Both genetic disposition and child maltreatment and abuse have been identified as majordeterminants in the development of posttraumatic stress disorder and major depression.We have recently developed a novel animal model of anxiety and affective disorders, in which theexposure of juvenile rats to stress induces a predisposition for the development of anxiety ordepressive symptoms following an emotional trauma in adulthood. We propose to use this modelsystem to explore the role of inhibitory GABAergic neurons in emotional stress in adulthood and inthe predisposition to the development of post-traumatic stress and post-traumatic depression.We focus on GABAergic mechanisms as previous work by one of us (OS) has shown that adeficiency in the GABA synthesizing enzyme, GAD65 results in increased fear and anxiety. Inaddition, we have recently shown that fear conditioning or juvenile stress can reduce the expressionof GAD65 in the amygdala. We have formed a team of four research groups with expertise ranging from behavioral analysis, to system analysis, to the molecular level with the aim of:1. Characterizing changes in postsynaptic GABAergic function in the hippocampusfollowing juvenile stress.2. Characterizing changes in properties of defined GABAergic neurons involved ingeneration of rhythmic activities and plasticity in different fields of the hippocampusfollowing stress.3. Developing strategies for intervention in the emergence of stress/depressionThe proposed project puts forward a novel, integrative approach for translational researchaddressing one of the most urgent issues in biological psychiatry today - improving treatment ofstress-related disorders, and in particular of post-traumatic stress disorder. The uniquely integratedteam assembled here ensures original and yet effective progression of the project that will yield avital understanding of the neurobiology of PTSD that is clearly lacking today.

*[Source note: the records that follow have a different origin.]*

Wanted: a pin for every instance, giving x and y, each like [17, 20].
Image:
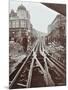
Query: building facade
[19, 22]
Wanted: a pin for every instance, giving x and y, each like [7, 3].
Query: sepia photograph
[37, 44]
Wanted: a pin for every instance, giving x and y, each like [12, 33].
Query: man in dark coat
[25, 43]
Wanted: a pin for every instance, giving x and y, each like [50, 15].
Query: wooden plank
[44, 72]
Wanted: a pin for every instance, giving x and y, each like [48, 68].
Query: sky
[40, 15]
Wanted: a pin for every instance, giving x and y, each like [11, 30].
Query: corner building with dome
[19, 22]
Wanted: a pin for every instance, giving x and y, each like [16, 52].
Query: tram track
[36, 70]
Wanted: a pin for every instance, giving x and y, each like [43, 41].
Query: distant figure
[25, 43]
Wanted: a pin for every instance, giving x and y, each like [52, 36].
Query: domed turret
[21, 7]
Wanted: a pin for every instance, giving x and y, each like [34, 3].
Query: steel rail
[16, 76]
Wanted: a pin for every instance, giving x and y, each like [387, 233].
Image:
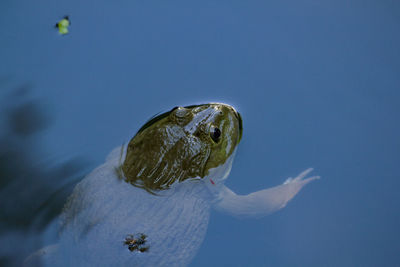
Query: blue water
[317, 84]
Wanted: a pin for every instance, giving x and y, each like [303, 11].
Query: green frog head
[183, 143]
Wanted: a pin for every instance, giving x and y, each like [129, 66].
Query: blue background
[316, 82]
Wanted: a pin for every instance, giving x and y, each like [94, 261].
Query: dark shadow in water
[32, 189]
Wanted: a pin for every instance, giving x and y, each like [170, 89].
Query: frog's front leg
[262, 202]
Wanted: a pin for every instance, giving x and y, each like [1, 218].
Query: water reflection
[32, 194]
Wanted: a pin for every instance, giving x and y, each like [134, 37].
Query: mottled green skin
[178, 145]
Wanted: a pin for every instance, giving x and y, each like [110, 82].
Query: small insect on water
[136, 242]
[63, 25]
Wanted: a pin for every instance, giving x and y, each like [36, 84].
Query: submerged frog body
[162, 185]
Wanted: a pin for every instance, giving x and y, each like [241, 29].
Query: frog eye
[215, 134]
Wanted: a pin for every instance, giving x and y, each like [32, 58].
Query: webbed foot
[265, 201]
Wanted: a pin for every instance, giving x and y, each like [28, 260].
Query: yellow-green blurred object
[63, 25]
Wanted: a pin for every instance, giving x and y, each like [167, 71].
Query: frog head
[192, 142]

遗传倾向和虐待儿童都被认为是创伤后应激障碍和重性抑郁症的主要决定因素。我们最近开发了一种新的焦虑和情感障碍动物模型，在该模型中，幼年大鼠暴露于压力诱导了在成年后情感创伤后发展焦虑或抑郁症状的倾向。我们建议使用这个模型系统来探索抑制性GABA能神经元在成年期情绪应激中的作用以及在创伤后应激和创伤后抑郁的易感性中的作用。我们关注GABA能机制，因为我们之一（OS）先前的工作已经表明，GABA合成酶GAD 65的缺乏会导致恐惧和焦虑的增加。此外，我们最近的研究表明，恐惧条件反射或青少年应激可以减少杏仁核中GAD 65的表达。我们已经形成了一个由四个研究小组组成的团队，其专业知识范围从行为分析到系统分析，再到分子水平，目的是：1。描述幼年应激后海马突触后GABA能功能的变化.表征应激后海马不同区域GABA能神经元的特性变化，包括节律性活动的产生和可塑性.发展战略干预出现的压力/抑郁拟议的项目提出了一种新的，综合的方法转化研究解决当今生物精神病学最紧迫的问题之一-改善治疗的压力相关的障碍，特别是创伤后应激障碍。这里组建的独特综合团队确保了该项目的原创性且有效的进展，这将使人们对创伤后应激障碍的神经生物学有深入的了解，而这在今天显然是缺乏的。